Free-Market Analysis: A new one on us. We hate made-up words because the English language has lots of words to choose from. But the powers-that-be will continue to make up new ones in the hopes that the novelty will disguise the authoritarianism lurking behind.

It's always the same dominant social theme, too: As localities expand, the world becomes more global. After a while, one gets the feeling that ANY activity one does, from eating to sleeping to walking in circles, is contributing to the elite's "globalization" meme.

Yes, indeed. The powers-that-be have "globalization" on the mind. The great central banking families (yes, we believe they exist) and their enablers and associates are constantly coming up with new arguments (via proxies) for why bigger and bigger entities ought to be created from smaller ones.

That suits THEM, as they apparently expect to be in charge of the whole world sooner or later, but we're not so sure it's the right solution for the rest of us … Of course, that won't slow 'em down. Nope. If it's not the merger of currencies in South America and Africa, then it's the combining of 2,000-year-old regions into one European superstate. Here's some more from this article (excerpted above):

A new book details this urban geography. It predicts that by 2040, there will be 10 distinct clusters composed of 23 megapolitan areas in the contiguous 48 states. The Phoenix-Tucson area, for example, is in the Sun Corridor megapolitan area, part of the Southwest megapolitan cluster that includes Las Vegas and Southern California.

"The threat of global competition has made these regions seek each other out for competitive advantage," says Robert Lang, co-author of Megapolitan America. "There are a lot of cities that don't like each other. Tucson and Phoenix have been at each other's throats, but when it comes to industries like solar or optics … from a global perspective, this is the same region."

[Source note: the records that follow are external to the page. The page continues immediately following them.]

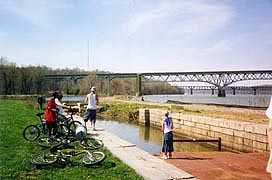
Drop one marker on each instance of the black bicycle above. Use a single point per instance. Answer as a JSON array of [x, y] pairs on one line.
[[33, 132], [88, 158]]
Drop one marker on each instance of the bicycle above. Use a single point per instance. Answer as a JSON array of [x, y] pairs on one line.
[[32, 132], [70, 122], [85, 142], [88, 159]]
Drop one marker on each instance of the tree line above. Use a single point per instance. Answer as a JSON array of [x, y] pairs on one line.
[[29, 80]]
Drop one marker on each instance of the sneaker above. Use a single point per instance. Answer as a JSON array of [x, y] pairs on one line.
[[164, 157]]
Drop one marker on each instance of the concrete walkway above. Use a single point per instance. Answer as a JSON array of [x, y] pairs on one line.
[[144, 163]]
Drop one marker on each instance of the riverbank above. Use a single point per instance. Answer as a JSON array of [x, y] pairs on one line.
[[16, 153], [120, 107]]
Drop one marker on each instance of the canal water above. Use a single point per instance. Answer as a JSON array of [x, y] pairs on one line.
[[149, 138]]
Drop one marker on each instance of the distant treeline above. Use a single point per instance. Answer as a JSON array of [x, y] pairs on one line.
[[29, 80]]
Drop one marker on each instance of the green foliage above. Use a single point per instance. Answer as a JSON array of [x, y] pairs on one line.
[[15, 152]]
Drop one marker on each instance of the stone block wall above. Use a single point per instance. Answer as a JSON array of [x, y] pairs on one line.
[[236, 135]]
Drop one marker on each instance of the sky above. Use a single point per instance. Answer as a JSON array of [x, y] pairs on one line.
[[124, 36]]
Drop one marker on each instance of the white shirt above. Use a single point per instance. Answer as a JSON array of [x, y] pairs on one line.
[[91, 101], [167, 128], [58, 103], [269, 110]]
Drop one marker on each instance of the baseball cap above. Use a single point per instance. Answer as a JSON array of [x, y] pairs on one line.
[[93, 88]]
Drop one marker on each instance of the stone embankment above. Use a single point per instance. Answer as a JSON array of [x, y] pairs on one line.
[[235, 135]]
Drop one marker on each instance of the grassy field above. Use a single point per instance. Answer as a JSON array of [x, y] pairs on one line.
[[15, 152]]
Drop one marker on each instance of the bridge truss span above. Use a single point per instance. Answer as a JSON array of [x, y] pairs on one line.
[[218, 79]]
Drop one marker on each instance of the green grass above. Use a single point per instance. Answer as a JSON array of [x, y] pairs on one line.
[[15, 152]]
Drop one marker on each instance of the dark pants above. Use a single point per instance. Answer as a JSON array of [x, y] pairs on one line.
[[167, 143]]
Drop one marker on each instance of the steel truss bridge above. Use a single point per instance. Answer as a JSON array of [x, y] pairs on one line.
[[219, 79], [73, 77]]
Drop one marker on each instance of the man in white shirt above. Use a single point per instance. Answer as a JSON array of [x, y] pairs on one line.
[[90, 114]]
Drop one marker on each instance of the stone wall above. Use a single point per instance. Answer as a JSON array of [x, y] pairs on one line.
[[236, 135]]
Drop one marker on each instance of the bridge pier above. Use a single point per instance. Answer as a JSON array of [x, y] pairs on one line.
[[221, 92]]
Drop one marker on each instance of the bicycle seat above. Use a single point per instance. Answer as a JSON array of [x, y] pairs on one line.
[[40, 113]]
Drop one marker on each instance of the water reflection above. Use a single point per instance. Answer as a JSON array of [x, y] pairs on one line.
[[148, 138]]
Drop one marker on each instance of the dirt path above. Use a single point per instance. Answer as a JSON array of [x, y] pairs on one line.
[[217, 111]]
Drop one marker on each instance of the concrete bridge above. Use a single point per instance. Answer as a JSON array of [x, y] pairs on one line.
[[218, 79]]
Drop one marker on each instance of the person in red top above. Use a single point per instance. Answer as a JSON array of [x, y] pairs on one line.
[[51, 115]]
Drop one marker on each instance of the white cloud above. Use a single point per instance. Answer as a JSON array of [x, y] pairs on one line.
[[38, 13], [182, 17], [222, 46]]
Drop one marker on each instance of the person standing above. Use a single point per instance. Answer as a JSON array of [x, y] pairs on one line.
[[61, 106], [51, 115], [167, 143], [269, 134], [90, 113]]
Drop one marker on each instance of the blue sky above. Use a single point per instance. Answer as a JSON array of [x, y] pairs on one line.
[[138, 35]]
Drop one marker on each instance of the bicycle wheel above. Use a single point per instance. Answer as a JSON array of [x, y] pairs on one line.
[[93, 158], [63, 130], [48, 142], [72, 127], [31, 133], [91, 143], [43, 159]]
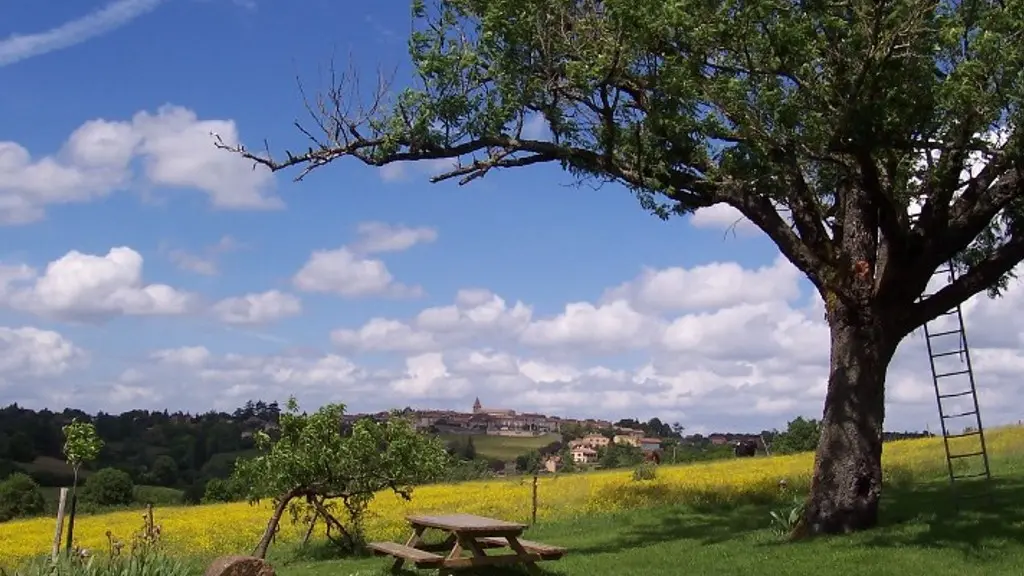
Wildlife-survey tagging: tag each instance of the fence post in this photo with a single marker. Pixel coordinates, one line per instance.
(58, 532)
(534, 515)
(71, 522)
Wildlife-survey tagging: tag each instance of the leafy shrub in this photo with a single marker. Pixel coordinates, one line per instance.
(782, 522)
(644, 471)
(109, 487)
(19, 496)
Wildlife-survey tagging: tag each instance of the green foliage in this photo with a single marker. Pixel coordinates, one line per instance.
(528, 463)
(109, 487)
(314, 459)
(22, 448)
(140, 556)
(644, 471)
(223, 490)
(82, 445)
(784, 521)
(801, 436)
(158, 495)
(164, 471)
(20, 496)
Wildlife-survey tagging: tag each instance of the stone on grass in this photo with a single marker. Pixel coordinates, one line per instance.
(240, 566)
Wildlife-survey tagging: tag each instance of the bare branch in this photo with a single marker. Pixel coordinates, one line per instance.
(980, 277)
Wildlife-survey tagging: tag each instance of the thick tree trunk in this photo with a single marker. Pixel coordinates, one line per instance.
(271, 526)
(847, 481)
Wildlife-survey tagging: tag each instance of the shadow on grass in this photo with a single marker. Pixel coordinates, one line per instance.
(979, 523)
(923, 516)
(708, 525)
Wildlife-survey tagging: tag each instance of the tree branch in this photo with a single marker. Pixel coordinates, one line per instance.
(980, 277)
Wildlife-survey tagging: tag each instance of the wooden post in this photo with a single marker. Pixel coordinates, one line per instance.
(535, 498)
(71, 523)
(59, 529)
(309, 531)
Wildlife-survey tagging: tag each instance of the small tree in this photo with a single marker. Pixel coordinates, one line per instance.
(82, 445)
(313, 460)
(19, 496)
(873, 142)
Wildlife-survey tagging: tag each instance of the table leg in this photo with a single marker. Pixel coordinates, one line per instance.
(531, 567)
(412, 542)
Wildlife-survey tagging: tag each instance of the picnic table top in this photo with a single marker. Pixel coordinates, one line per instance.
(466, 523)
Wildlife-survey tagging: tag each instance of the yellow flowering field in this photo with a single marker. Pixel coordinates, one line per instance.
(235, 528)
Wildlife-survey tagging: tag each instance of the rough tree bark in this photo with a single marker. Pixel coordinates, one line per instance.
(271, 526)
(846, 484)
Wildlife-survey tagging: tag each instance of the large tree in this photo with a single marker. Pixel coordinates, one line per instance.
(822, 122)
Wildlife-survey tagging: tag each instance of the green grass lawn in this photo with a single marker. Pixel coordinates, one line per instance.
(921, 533)
(505, 447)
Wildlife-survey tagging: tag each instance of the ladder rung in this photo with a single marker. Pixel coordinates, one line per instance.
(955, 395)
(966, 477)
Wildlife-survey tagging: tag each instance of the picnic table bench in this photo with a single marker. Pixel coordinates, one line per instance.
(467, 533)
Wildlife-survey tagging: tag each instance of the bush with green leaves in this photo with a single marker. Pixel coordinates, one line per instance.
(109, 487)
(316, 461)
(20, 496)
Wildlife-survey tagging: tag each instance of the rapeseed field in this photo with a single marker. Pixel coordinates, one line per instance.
(235, 528)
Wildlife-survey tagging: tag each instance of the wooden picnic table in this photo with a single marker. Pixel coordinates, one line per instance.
(467, 533)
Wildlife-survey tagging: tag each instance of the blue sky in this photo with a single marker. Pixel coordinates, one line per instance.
(523, 236)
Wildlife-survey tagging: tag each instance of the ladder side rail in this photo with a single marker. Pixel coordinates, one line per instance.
(974, 389)
(938, 401)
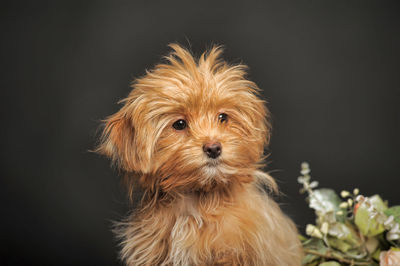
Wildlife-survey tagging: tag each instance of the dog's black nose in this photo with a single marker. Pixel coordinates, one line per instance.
(213, 149)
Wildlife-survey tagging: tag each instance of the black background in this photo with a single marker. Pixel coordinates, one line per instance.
(329, 70)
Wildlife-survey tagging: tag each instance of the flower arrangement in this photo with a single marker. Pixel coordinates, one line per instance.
(350, 229)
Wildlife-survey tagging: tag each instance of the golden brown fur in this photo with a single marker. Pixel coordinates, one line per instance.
(197, 210)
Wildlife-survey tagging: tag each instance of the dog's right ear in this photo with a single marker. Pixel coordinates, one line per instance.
(117, 142)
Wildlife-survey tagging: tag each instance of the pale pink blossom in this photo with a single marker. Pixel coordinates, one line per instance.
(390, 258)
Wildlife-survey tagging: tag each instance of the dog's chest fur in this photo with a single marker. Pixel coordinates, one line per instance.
(212, 231)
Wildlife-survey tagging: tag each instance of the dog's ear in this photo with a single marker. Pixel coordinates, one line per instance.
(122, 142)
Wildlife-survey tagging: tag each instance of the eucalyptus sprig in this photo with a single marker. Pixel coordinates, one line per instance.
(351, 229)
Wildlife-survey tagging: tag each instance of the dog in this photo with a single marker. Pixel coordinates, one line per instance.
(192, 134)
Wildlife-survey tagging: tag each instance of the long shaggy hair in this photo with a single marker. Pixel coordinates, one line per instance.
(197, 209)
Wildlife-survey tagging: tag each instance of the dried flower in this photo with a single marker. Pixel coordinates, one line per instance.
(360, 198)
(350, 202)
(344, 194)
(389, 258)
(389, 220)
(313, 231)
(325, 228)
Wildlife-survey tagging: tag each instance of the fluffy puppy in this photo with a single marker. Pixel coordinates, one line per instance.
(192, 134)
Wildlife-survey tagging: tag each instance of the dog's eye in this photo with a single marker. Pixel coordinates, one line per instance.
(179, 124)
(222, 117)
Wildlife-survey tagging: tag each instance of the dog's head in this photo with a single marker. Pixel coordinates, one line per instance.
(189, 124)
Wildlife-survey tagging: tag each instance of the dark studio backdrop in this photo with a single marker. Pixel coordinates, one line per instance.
(329, 70)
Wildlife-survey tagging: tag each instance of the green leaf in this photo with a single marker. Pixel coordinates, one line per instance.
(395, 211)
(324, 200)
(339, 244)
(307, 259)
(330, 263)
(369, 226)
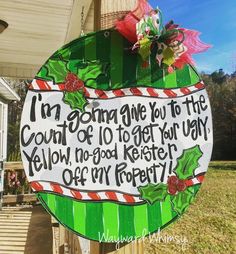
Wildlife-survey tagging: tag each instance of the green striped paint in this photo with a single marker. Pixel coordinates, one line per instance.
(126, 221)
(79, 213)
(170, 79)
(51, 201)
(141, 220)
(129, 65)
(143, 74)
(166, 211)
(103, 51)
(183, 77)
(195, 78)
(94, 221)
(111, 219)
(116, 60)
(154, 217)
(114, 220)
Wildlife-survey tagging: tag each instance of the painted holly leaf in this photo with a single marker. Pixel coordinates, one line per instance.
(153, 192)
(182, 200)
(188, 162)
(75, 100)
(168, 56)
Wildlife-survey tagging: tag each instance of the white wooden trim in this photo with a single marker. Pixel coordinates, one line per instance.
(24, 71)
(74, 28)
(5, 126)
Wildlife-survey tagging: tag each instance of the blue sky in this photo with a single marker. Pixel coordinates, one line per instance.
(216, 20)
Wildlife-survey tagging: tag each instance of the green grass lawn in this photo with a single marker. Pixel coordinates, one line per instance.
(209, 225)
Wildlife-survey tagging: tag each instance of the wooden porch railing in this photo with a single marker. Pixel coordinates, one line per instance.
(16, 186)
(18, 191)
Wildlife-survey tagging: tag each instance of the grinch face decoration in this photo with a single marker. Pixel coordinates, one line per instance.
(116, 135)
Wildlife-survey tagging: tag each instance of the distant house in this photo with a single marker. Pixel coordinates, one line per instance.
(7, 94)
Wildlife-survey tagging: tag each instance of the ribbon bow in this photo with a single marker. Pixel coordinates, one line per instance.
(169, 39)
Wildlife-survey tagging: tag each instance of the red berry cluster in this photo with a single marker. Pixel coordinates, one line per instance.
(175, 185)
(73, 83)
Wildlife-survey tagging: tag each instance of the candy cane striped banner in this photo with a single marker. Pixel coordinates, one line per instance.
(114, 196)
(38, 84)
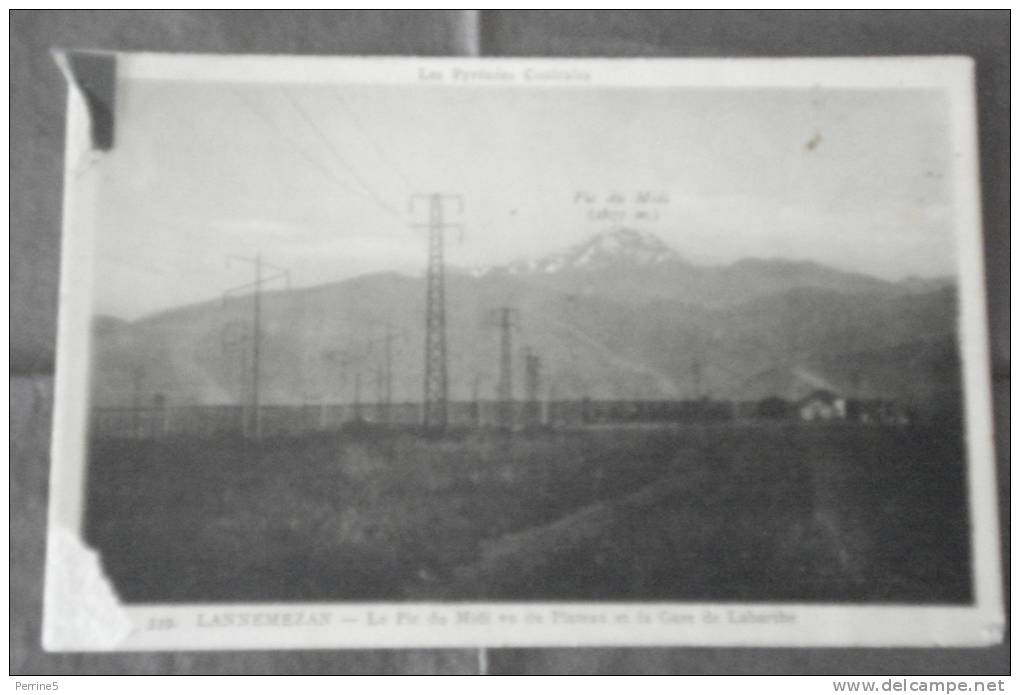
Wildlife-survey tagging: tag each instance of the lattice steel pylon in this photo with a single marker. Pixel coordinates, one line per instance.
(437, 378)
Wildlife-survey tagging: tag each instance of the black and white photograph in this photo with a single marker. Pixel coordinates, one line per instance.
(401, 351)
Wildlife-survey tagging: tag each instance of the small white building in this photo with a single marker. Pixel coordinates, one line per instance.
(822, 405)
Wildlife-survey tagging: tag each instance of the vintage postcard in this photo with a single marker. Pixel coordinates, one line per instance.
(398, 352)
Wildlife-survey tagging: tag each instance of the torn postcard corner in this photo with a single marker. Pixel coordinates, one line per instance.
(82, 610)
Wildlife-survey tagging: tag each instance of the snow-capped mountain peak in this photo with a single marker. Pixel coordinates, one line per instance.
(605, 250)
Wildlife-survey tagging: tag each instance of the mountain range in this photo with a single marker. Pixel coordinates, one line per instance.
(620, 315)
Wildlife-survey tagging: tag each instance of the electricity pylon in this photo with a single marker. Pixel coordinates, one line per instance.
(437, 378)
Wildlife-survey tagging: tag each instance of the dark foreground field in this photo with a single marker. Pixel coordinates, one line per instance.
(713, 512)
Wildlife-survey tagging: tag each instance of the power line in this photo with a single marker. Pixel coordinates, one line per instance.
(371, 141)
(293, 147)
(343, 162)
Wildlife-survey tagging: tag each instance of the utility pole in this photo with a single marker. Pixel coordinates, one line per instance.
(506, 320)
(476, 400)
(344, 359)
(532, 367)
(137, 376)
(389, 336)
(255, 427)
(357, 396)
(437, 380)
(235, 338)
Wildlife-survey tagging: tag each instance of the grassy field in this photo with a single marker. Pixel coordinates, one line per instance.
(774, 511)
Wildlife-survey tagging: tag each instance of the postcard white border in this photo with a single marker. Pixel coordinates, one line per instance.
(314, 626)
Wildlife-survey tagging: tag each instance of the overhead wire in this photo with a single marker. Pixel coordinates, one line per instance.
(368, 191)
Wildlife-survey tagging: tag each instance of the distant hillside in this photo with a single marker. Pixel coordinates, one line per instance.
(651, 327)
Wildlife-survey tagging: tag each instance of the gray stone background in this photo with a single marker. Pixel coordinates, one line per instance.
(37, 111)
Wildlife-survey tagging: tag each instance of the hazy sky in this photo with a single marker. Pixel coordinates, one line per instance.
(318, 179)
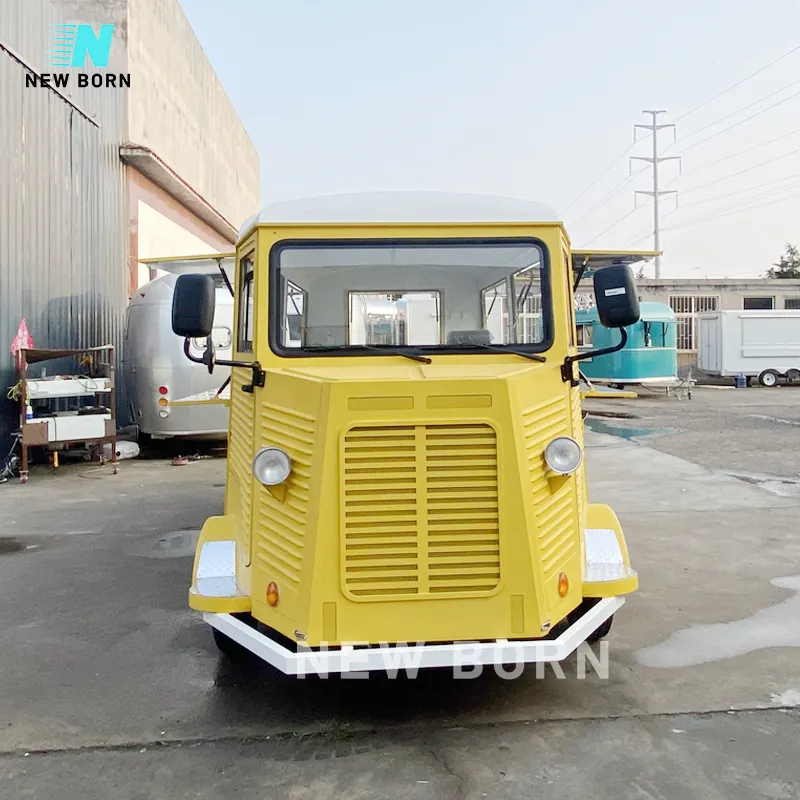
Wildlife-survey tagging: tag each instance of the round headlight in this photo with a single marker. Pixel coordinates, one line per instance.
(271, 466)
(563, 455)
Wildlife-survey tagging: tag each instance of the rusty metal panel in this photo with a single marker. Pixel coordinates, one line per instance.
(63, 216)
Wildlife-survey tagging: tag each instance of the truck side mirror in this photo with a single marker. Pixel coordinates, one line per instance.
(616, 296)
(193, 306)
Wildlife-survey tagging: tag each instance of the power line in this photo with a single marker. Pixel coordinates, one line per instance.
(616, 190)
(603, 173)
(741, 172)
(739, 83)
(742, 191)
(741, 122)
(743, 152)
(739, 111)
(613, 225)
(729, 213)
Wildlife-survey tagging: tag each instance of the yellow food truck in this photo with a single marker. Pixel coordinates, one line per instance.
(405, 474)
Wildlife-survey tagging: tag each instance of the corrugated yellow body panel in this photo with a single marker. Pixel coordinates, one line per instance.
(420, 511)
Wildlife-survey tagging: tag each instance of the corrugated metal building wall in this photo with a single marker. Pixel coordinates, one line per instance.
(63, 230)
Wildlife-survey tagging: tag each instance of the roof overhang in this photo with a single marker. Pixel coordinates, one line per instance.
(597, 259)
(144, 160)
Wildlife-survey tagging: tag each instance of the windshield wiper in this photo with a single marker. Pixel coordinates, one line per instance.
(388, 350)
(504, 348)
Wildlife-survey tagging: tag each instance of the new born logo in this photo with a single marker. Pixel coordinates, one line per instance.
(71, 46)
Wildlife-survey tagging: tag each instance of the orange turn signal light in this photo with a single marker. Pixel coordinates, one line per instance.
(272, 594)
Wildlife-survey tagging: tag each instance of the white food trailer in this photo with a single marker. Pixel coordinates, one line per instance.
(756, 344)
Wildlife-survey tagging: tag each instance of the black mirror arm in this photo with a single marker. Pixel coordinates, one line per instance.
(258, 373)
(566, 367)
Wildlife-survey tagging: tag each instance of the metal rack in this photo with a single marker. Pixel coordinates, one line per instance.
(66, 428)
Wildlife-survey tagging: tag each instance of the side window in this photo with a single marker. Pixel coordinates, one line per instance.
(569, 300)
(246, 304)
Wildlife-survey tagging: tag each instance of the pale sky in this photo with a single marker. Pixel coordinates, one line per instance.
(531, 99)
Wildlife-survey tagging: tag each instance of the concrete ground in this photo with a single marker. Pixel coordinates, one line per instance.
(110, 687)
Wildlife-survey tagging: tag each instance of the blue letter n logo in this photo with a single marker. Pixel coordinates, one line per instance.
(72, 43)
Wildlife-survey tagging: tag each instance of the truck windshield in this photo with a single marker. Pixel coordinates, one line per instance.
(381, 296)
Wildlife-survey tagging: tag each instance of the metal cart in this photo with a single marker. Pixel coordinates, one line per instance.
(95, 379)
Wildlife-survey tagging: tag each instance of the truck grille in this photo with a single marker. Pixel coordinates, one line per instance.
(420, 512)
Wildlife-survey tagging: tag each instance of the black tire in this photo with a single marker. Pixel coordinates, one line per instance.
(768, 378)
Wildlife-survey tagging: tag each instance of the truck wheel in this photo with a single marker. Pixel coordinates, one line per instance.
(228, 646)
(768, 378)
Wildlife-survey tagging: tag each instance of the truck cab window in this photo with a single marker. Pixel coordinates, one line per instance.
(443, 296)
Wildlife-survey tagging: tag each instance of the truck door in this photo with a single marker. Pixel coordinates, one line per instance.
(242, 431)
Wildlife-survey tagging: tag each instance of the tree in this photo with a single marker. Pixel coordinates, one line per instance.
(788, 266)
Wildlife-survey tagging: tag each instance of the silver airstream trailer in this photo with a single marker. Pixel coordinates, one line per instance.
(155, 368)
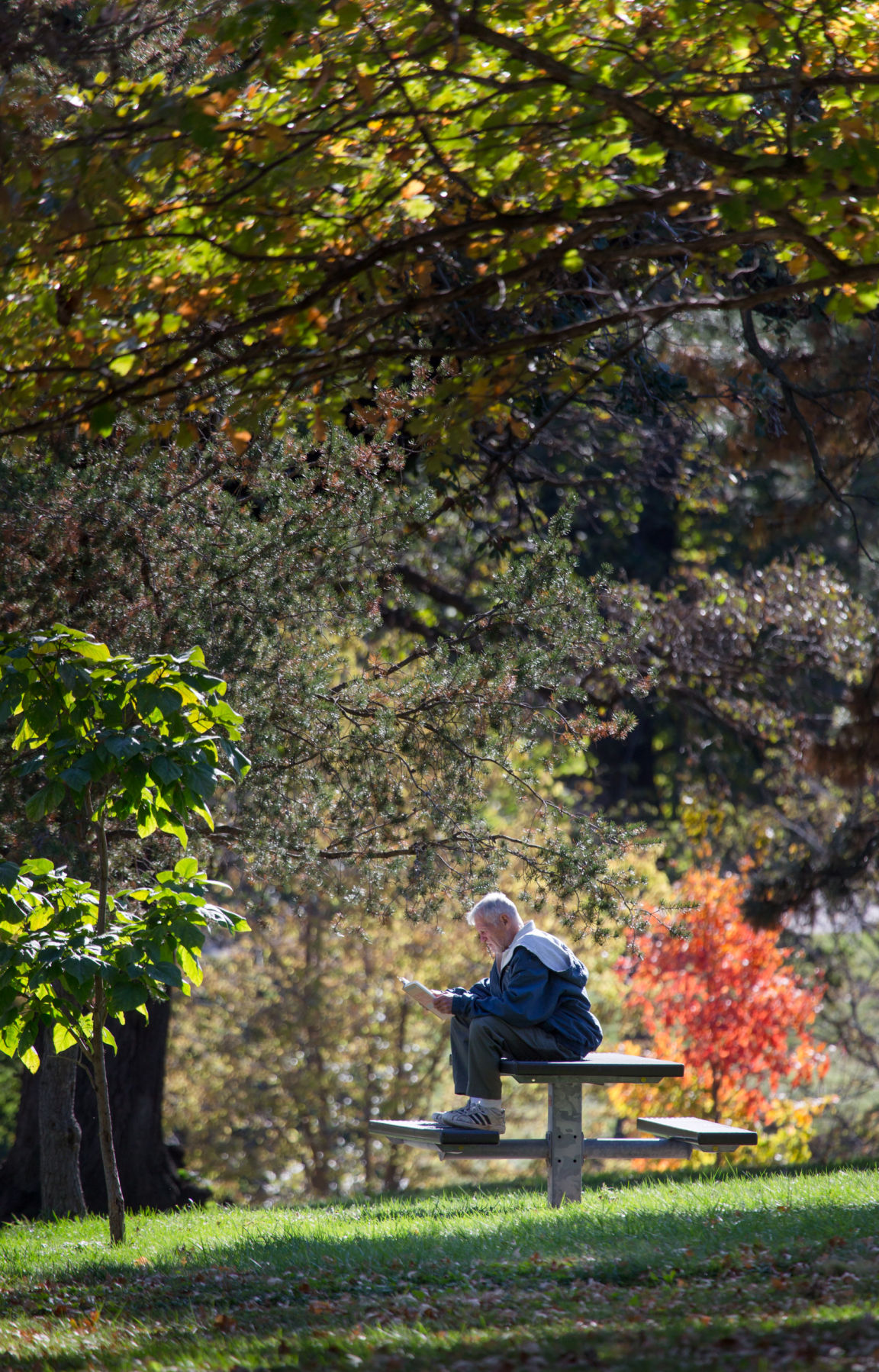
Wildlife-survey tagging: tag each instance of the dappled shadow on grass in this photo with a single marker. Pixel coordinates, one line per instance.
(726, 1345)
(655, 1275)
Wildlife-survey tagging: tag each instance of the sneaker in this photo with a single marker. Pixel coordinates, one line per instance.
(472, 1116)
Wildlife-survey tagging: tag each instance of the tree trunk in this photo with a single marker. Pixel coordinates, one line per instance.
(115, 1208)
(60, 1188)
(147, 1169)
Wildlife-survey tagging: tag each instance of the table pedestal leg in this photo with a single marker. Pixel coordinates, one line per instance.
(565, 1134)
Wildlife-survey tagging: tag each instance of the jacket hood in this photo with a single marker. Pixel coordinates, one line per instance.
(552, 951)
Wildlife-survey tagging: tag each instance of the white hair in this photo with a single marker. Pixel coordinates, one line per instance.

He and co-author Arthur C. Nelson say the sooner the nation recognizes that it is made up of a series of densely populated economic engines, the better off it will be because public policy and economic development will target where people live, not where they don't.

"These regions are now merging, and that's the geography by which America accesses the global economy," says Lang, urban sociologist at the University of Nevada-Las Vegas.

Crow says economic competition is less about the USA vs. China than megapolitan areas here competing with Shanghai or Hong Kong.

Citizens and governments in 16 counties in three states (Tennessee, Alabama, Georgia) affected by the new plant are working together to prepare the region for everything from transportation to housing needs. "We all rely on the same labor pool, the same interstate system, the same supply of drinking water," Marston says. "In many ways, our fates are intertwined."

Hoo-boy, see that? Bet you didn't know your fate was "intertwined" not only with the world, but also with your neighbor three states away! Isn't is possible that things are going the OTHER way? Maybe people are spinning OUT of orbit? Not a chance. Not if you're part of the US educational-industrial complex anyway. You're entirely global-centric.

What is it with these people? Have they learned nothing from the Soviet Union's collapse (as questionable as that might have been) when it comes to organizing large, quasi-governmental enterprises that are suppose to "compete" with other ones? Don't they know that bigger is NOT better and that government-private partnerships aren't likely worth a bucket of warm spit? They work about as well as central banks in our view.

After Thoughts

We don't buy the "bigger is better" theme. We don't think that "communities" compete with each other or that the US "competes" with China. It's a kind of zero-sum approach to capitalism, that there has to be a winner and a loser. In a REAL free-market everyone can win. But that wouldn't occur to someone who's spent his whole life in an insane asylum – oops, we meant a US University of Higher Learning.